ごあいさつ

私たちの目指す酒造り

 日本の長い稲作と食文化の歴史と共に歩んできた清酒は「日本人が大昔から育て上げてきた一大芸術作品である」(坂口謹一郎著 日本の酒)と言われます。その中にはうまい酒を生み出すための先人の知恵と工夫が凝縮されており、米と水、麹菌、酵母、乳酸菌などの人知を超えた自然の働きによって醸しだされる深い味わいの可能性が宿っているに違いありません。私たちは米から自然の働きによって醸しだされるその深い味わいを実現した酒を造りたいと思います。その手段として私たちが大事にしているのが「生酛・山廃」といわれる自然の微生物の働きを使った伝統的な醸造方法と「熟成」の工程です。

 消費者離れが進んでしまった日本酒をもう一度お客様においしいと納得して頂くために、現在の多くは「吟醸造り」に力を入れています。吟醸造りは高精白した原料米と特別に手をかけて造られる吟醸麹を使って、選抜を重ねた吟醸酵母による低温発酵により吟醸香といわれる果実様の香りを穀物である米から生み出す日本酒の芸術品といわれる酒造りの方法です。私たちも吟醸造りには特別の情熱をもって取り組んでいます。

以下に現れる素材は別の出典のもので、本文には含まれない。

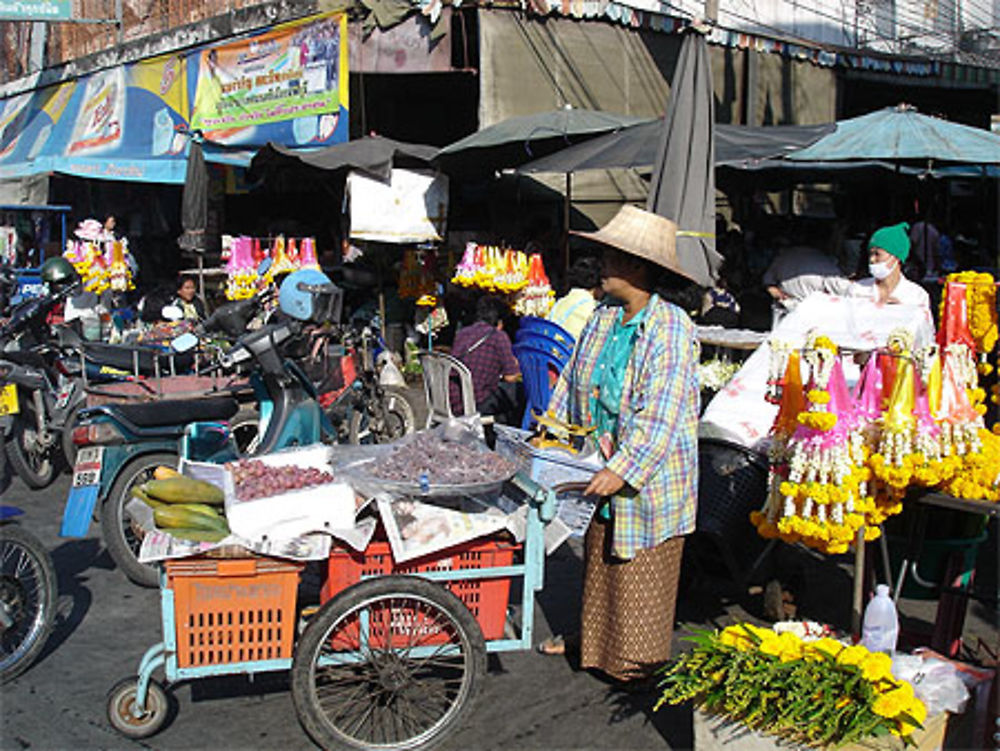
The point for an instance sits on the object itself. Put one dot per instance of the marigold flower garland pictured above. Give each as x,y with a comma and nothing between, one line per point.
816,488
815,693
840,463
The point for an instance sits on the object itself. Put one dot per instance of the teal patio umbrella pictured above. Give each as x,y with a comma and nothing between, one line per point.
901,134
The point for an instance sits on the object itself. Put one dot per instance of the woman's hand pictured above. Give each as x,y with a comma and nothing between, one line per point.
604,482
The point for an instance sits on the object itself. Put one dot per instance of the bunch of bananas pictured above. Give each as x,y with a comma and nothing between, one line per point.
186,508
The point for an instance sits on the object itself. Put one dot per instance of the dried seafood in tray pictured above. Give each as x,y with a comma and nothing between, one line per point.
428,464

  しかしながら、吟醸酒が日本酒の一つの理想を体現した酒である事は確かですが、現代の吟醸酒の一部は香りの華やかさに重きをおきすぎて、食事との相性が悪く飲みあきしやすいという欠点があります。飲やすさを優先して酸味を抑え甘味を多くすべしという思想で造られた酒は飲み屋で一杯やる分には良いお酒です。一方で家でじっくり飲まれることが多い純米酒や本醸造については、香り重視で、低酸志向で造ろうという吟醸酒志向ではなく、別の思想、理屈、技術を持って酒造りを行う必要があります。

 私たちは吟醸酒とは異なる思想で純米酒の味わいの可能性を探求したいと考えています。原料米を磨かない酒造りでは雑味や酸味が多くなりますが、生酛・山廃造りと組み合わせる事により野趣に富んだ複雑な味わいが生まれます。またこのような酒は熟成により味わいが深まり、普段の生活の中で楽しんで頂く酒として、食事との相性も優れています。私たちの酒は吟醸酒のような飲みやすさを持ち合わせていないかもしれませんが、飲み進むにつれ体に馴染み飲み飽きしない酒だと考えています。私たちの造った酒の味わいに共鳴してくださるお客様に一人でも多くめぐり逢えたなら幸いです。